我能够将以下 Python 解决方案放在一起作为起点。它将 pdf 转换为 png 并输出相应的图像映射标记。

它将输出 dpi 作为可选参数(默认为 200),以便将边界框从默认的 pdf dpi 72 正确缩放到 png 上:

from pdf2image import convert_from_path
from pdfminer.converter import PDFPageAggregator
from pdfminer.layout import LAParams, LTTextBox
from pdfminer.pdfinterp import PDFPageInterpreter
from pdfminer.pdfinterp import PDFResourceManager
from pdfminer.pdfpage import PDFPage

from yattag import Doc, indent

import argparse
import os


def transform_coords(lobj, mb):

    # Transform LTTextBox bounding box to image map area bounding box.
    #
    # The bounding box of each LTTextBox is specified as:
    #
    # x0: the distance from the left of the page to the left edge of the box
    # y0: the distance from the bottom of the page to the lower edge of the box
    # x1: the distance from the left of the page to the right edge of the box
    # y1: the distance from the bottom of the page to the upper edge of the box
    #
    # So the y coordinates start from the bottom of the image.
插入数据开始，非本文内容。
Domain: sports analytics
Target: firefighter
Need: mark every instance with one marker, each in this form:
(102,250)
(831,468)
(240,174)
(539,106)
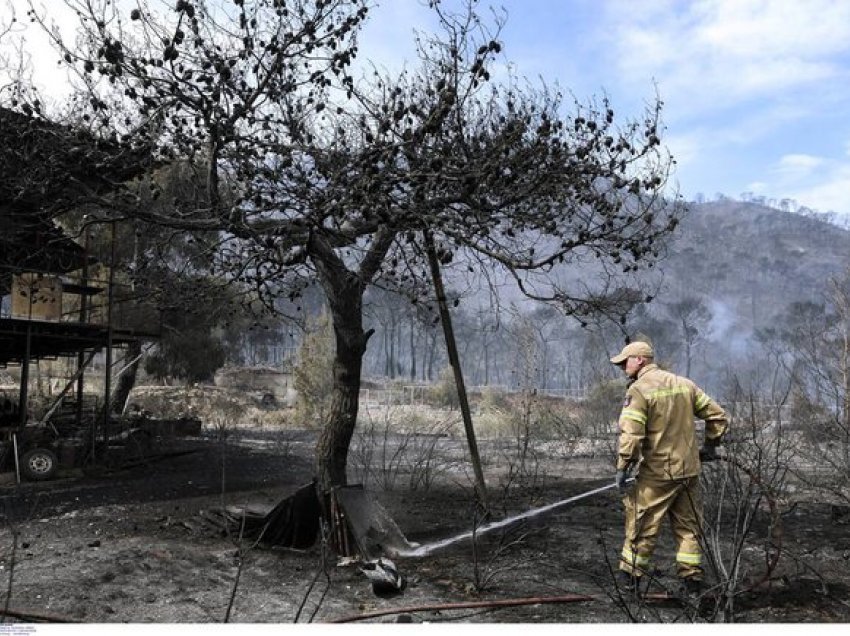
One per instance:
(658,438)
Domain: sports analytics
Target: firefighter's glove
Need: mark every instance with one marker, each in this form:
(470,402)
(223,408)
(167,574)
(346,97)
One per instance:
(620,480)
(708,453)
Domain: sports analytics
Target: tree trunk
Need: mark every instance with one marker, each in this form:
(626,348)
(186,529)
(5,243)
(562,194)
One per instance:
(344,292)
(127,380)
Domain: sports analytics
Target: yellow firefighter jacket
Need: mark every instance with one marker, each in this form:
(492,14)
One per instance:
(657,425)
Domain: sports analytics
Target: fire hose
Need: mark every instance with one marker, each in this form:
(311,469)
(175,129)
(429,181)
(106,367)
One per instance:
(772,559)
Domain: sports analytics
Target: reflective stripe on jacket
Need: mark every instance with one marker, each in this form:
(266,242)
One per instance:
(657,424)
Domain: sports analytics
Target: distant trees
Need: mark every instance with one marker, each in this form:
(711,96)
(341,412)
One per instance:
(691,317)
(302,173)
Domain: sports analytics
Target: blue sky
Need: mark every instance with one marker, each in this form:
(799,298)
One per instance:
(756,92)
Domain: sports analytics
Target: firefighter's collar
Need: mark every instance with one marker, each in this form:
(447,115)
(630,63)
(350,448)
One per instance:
(650,367)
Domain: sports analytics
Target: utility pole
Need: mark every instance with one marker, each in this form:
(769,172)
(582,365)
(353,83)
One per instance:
(454,361)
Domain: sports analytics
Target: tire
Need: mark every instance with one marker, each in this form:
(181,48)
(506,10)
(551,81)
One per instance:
(39,464)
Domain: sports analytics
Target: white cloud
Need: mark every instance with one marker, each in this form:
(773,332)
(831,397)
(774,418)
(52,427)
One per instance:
(798,166)
(829,193)
(715,53)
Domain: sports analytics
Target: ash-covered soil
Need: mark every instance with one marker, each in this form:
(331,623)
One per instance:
(140,545)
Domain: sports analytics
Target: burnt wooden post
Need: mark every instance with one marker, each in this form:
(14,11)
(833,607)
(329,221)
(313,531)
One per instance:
(454,360)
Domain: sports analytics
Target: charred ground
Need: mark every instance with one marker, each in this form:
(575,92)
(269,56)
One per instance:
(140,545)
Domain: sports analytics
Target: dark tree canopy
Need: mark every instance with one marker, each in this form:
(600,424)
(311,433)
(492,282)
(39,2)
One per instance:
(304,172)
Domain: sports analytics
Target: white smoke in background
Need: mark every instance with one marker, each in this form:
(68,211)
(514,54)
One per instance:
(726,330)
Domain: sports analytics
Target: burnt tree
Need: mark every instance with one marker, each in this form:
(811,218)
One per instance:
(311,175)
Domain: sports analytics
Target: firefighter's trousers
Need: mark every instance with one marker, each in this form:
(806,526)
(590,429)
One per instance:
(646,506)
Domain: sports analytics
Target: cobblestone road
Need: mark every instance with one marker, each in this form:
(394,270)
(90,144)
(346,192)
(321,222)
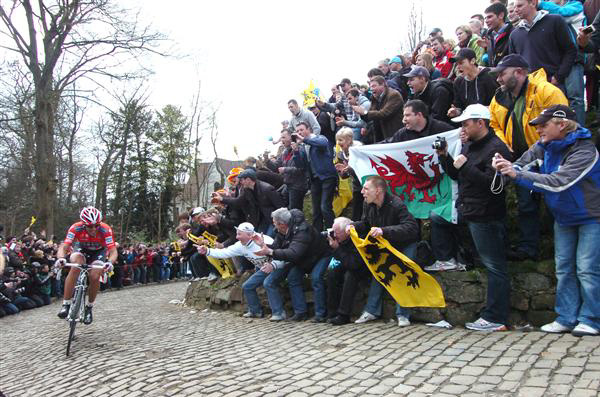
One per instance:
(140,345)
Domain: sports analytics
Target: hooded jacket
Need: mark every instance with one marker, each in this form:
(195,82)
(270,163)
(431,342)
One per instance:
(476,202)
(546,44)
(469,92)
(539,95)
(302,245)
(567,172)
(398,225)
(499,44)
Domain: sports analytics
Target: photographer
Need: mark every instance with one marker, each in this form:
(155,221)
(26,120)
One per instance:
(483,210)
(343,279)
(293,171)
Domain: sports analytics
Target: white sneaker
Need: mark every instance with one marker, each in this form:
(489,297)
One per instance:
(403,321)
(212,277)
(365,318)
(278,317)
(440,266)
(585,330)
(556,328)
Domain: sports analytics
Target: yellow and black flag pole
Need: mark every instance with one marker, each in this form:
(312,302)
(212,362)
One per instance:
(224,266)
(408,284)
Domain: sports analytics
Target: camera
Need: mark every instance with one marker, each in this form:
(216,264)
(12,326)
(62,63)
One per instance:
(439,144)
(328,233)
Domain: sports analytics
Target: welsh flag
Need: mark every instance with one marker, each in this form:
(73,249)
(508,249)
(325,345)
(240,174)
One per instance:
(413,173)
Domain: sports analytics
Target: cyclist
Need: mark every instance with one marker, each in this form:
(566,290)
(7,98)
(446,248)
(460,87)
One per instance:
(95,239)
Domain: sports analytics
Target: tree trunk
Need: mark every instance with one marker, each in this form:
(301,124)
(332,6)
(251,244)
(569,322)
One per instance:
(45,162)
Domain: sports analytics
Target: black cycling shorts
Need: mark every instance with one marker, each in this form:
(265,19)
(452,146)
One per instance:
(91,256)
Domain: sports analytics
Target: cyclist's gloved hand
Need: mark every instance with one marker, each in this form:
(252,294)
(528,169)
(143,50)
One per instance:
(108,267)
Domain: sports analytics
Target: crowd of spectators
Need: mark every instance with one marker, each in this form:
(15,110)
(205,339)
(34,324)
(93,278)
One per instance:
(514,81)
(28,278)
(504,68)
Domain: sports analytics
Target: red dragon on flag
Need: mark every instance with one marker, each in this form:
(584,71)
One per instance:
(398,176)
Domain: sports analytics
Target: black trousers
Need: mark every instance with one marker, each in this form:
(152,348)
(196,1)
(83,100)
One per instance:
(342,285)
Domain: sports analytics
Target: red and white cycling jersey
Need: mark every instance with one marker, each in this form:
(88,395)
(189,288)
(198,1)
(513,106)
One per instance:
(102,239)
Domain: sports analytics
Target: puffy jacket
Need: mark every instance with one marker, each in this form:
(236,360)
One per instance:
(294,173)
(398,225)
(386,113)
(438,96)
(432,127)
(567,171)
(481,90)
(321,157)
(475,201)
(499,45)
(302,245)
(258,203)
(539,95)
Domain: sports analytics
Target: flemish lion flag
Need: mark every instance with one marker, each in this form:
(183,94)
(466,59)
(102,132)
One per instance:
(405,281)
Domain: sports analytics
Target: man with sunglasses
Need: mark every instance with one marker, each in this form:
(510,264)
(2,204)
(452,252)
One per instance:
(95,244)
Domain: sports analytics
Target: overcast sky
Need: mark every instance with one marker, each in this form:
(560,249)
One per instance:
(252,57)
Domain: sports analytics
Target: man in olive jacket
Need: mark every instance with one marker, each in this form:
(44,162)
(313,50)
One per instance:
(386,110)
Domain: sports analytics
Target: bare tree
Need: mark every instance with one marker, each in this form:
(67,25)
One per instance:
(61,41)
(417,30)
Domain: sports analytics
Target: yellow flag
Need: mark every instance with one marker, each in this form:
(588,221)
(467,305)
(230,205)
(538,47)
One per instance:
(224,266)
(405,281)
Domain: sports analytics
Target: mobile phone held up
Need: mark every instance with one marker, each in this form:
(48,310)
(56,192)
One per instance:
(589,29)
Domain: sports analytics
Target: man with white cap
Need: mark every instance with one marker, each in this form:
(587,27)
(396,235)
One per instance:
(482,210)
(246,247)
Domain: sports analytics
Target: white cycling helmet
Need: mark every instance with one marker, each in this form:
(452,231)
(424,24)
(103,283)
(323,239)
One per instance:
(90,216)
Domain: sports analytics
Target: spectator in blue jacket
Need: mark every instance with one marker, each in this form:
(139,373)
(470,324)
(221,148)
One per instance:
(564,166)
(318,157)
(572,12)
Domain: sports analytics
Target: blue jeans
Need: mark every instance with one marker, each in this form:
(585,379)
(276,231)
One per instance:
(529,221)
(296,198)
(270,281)
(295,283)
(575,90)
(322,200)
(444,238)
(489,242)
(9,308)
(374,304)
(577,258)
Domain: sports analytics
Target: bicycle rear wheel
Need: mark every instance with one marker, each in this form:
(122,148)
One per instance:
(72,324)
(75,314)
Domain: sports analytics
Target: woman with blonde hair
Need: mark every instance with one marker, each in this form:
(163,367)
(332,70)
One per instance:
(425,59)
(564,166)
(466,39)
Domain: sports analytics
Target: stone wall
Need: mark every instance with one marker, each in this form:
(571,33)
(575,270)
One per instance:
(532,295)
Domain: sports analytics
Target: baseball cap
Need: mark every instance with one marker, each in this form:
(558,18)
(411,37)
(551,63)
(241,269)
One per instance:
(475,111)
(196,211)
(556,111)
(417,71)
(245,227)
(248,173)
(511,61)
(463,53)
(233,173)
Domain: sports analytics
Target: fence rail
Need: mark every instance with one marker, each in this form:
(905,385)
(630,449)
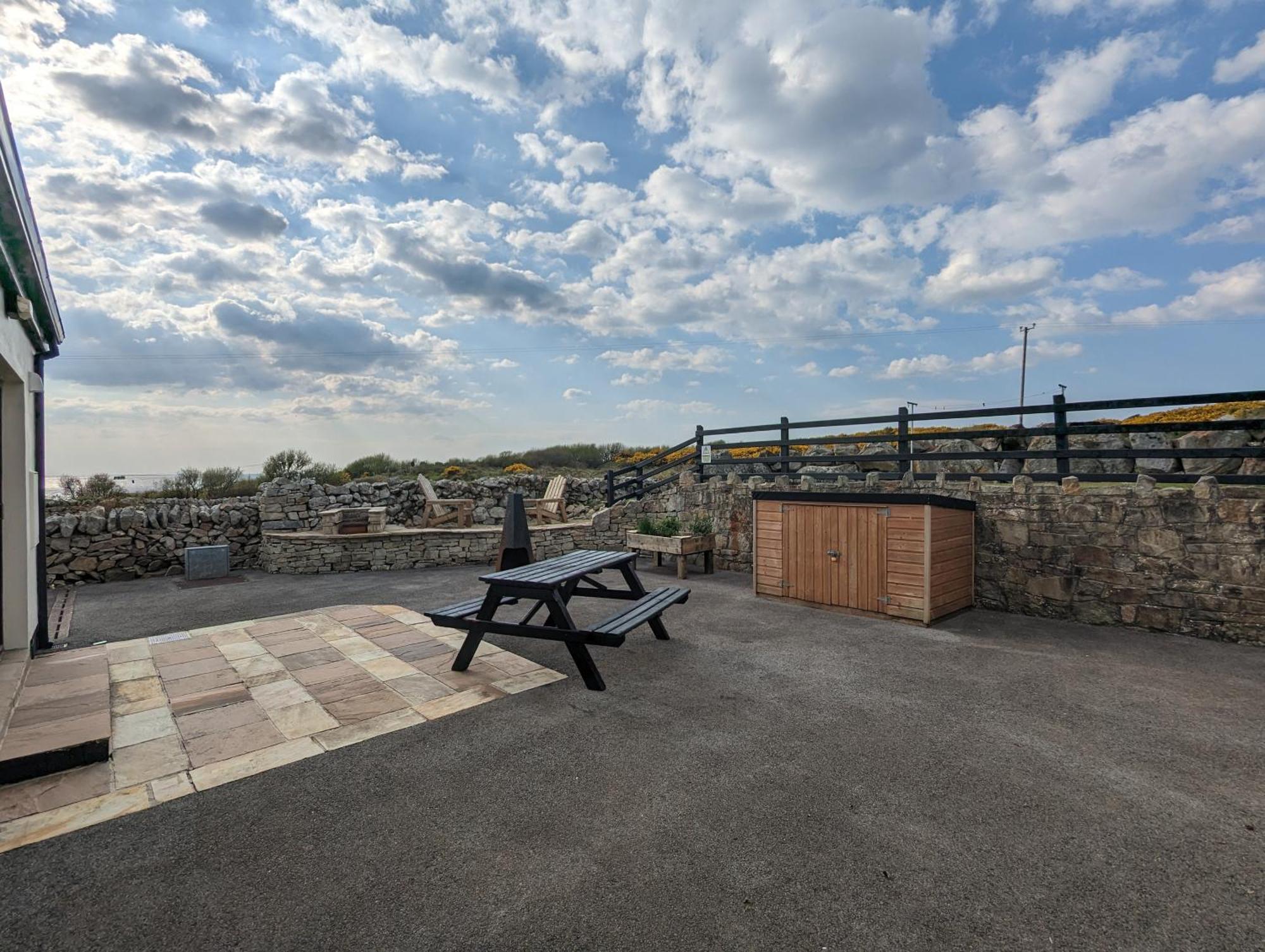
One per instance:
(636,480)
But with image map
    # areas, y coordinates start from the top of the image, so here we subtract
    # the bounding box's y-axis values from the total height.

    return [lobj.x0, mb[3] - lobj.y1, lobj.x1, mb[3] - lobj.y0]


def get_imagemap(d):
    doc, tag, text = Doc().tagtext()
    with tag("map", name="map"):
        for k, v in d.items():
            doc.stag("area", shape="rect", coords=",".join(v), href="", alt=k)
    return indent(doc.getvalue())


def get_bboxes(pdf, dpi):
    fp = open(pdf, "rb")
    rsrcmgr = PDFResourceManager()
    device = PDFPageAggregator(rsrcmgr, laparams=LAParams())
    interpreter = PDFPageInterpreter(rsrcmgr, device)
    page = list(PDFPage.get_pages(fp))[0]

    interpreter.process_page(page)
    layout = device.get_result()

    # PDFminer reports bounding boxes based on a dpi of 72. I could not find a way
    # to change this, so instead I scale each coordinate by multiplying by dpi/72
    scale = dpi / 72.0

    return {
        lobj.get_text().strip(): [
            str(int(x * scale)) for x in transform_coords(lobj, page.mediabox)
        ]
        for lobj in layout
        if isinstance(lobj, LTTextBox)
    }


def main():
    parser = argparse.ArgumentParser()
    parser.add_argument("pdf")
    parser.add_argument("--dpi", type=int, default=200)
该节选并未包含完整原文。